In order to educate the state’s population regarding safe sex practices, STDs, and sexual health, Rhode Island has instilled a number of free resources and services. If a member of the community or a tourist is interested in learning more about this topic, he or she can quickly and easily log on to the government website and learn about these issues. Additionally, if they felt inclined, they could easily stop in and grab a brochure from the hundreds of health centers and clinics found throughout the state.
The state also teaches the topic of sexual health within the public education system. When students reach a certain age, they are taught sexual health, safe sex practices, and the risks associated with sexual transmitted diseases.
Finally, the state offers free STD testing for its tourist and community members. Within a few minutes on the phone, you can have your free STD test appointment set for the future.

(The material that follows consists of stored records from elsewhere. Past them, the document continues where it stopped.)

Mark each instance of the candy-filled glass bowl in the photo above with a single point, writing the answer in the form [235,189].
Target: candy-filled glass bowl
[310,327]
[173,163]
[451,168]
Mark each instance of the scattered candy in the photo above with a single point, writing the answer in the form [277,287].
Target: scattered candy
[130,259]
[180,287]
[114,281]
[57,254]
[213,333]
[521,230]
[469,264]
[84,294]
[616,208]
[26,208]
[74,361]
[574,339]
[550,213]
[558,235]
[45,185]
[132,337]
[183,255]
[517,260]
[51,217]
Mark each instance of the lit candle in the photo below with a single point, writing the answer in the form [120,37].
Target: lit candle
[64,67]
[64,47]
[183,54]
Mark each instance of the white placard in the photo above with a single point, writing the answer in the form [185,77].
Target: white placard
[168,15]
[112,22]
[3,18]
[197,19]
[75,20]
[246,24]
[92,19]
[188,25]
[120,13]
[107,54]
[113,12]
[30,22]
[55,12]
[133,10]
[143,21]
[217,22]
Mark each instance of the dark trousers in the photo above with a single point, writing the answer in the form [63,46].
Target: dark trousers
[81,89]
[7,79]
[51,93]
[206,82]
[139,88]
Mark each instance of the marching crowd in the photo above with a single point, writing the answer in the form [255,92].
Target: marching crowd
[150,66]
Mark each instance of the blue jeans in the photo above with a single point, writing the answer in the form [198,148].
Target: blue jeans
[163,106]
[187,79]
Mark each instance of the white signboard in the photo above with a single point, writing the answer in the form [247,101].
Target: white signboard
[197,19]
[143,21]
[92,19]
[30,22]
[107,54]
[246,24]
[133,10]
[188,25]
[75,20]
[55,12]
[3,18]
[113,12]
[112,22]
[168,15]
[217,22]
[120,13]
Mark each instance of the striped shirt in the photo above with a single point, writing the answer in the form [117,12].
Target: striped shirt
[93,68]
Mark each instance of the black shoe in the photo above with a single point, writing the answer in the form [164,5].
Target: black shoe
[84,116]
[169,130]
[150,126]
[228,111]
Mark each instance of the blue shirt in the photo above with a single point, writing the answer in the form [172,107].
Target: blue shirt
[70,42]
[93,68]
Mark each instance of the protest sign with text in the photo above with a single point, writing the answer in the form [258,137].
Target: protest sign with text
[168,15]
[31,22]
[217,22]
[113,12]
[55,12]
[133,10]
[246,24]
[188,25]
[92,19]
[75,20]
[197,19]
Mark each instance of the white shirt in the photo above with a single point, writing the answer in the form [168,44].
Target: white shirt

While having all these procedures set in place to fight sexual transmitted diseases, the community found it surprising when the CDC revealed that a large majority of chlamydia and gonorrhea cases are from individuals in ages of 15 and 24. Due to this alarming statistic, many members of the community and focus of stepped up, suggesting that a public awareness campaign and teaching sexual education at younger ages within the public health system are vital steps to help reduce the number of sexual transmitted diseases are reported throughout state.
The community prides itself on the cultural diversity that makes up the population of the state. However, within the 2015 health profile of the state, it appeared that some demographics were more at risk for certain sexual transmitted diseases than others.
According to this report, in 2013 Caucasians made up more than 50% of the HIV cases within the state. Additionally, the report revealed that women were 2.3 times more likely to contract chlamydia than men.
The community as a whole and its public leaders feel that morning to be done in order to educate Caucasian women between the ages of 15 and 24. Due to the fact that this target demographic is at a severely high risk of contracting a multitude of sexual transmitted diseases, the community feels that it’s vitally important to raise awareness for these individuals. In order to successfully educate this audience, there have been talks about teaching sexual education at a younger audience throughout the public education system.
Also, due to the fact that the state hosts a number of admired colleges and post-secondary education institutions, the state sees a large number of college students traveling to its state. Additionally, due to the fact that technology is allowing for individuals to connect easier, many individuals are blaming social media technologies for the rise of sexual transmitted diseases.
Additionally, there been talks about pushing a public awareness campaign throughout news agencies, radio stations, and billboards. More specific, the public awareness campaign would help educate those around the severity of sexual transmitted diseases, safe sex practices, and ultimately the free resources and services provided by the government to its residents.
The state of Rhode Island is a home to many and adored by thousands. The state offers a number of unique activities not often seen anywhere else on the globe. While enjoying everything that the state has to offer, it’s vitally important that you do your fair share to reduce the number of sexual transmitted diseases that this state is experiencing.
The State provides free STD testing throughout dozens of and there are also private health centers offering the same service with expedited results and increased confidentiality. No matter where you take your STD test, it’s vitally important that you do your fair share to help cut down on the rising number of STD cases and keep yourself healthy, aware, and alert.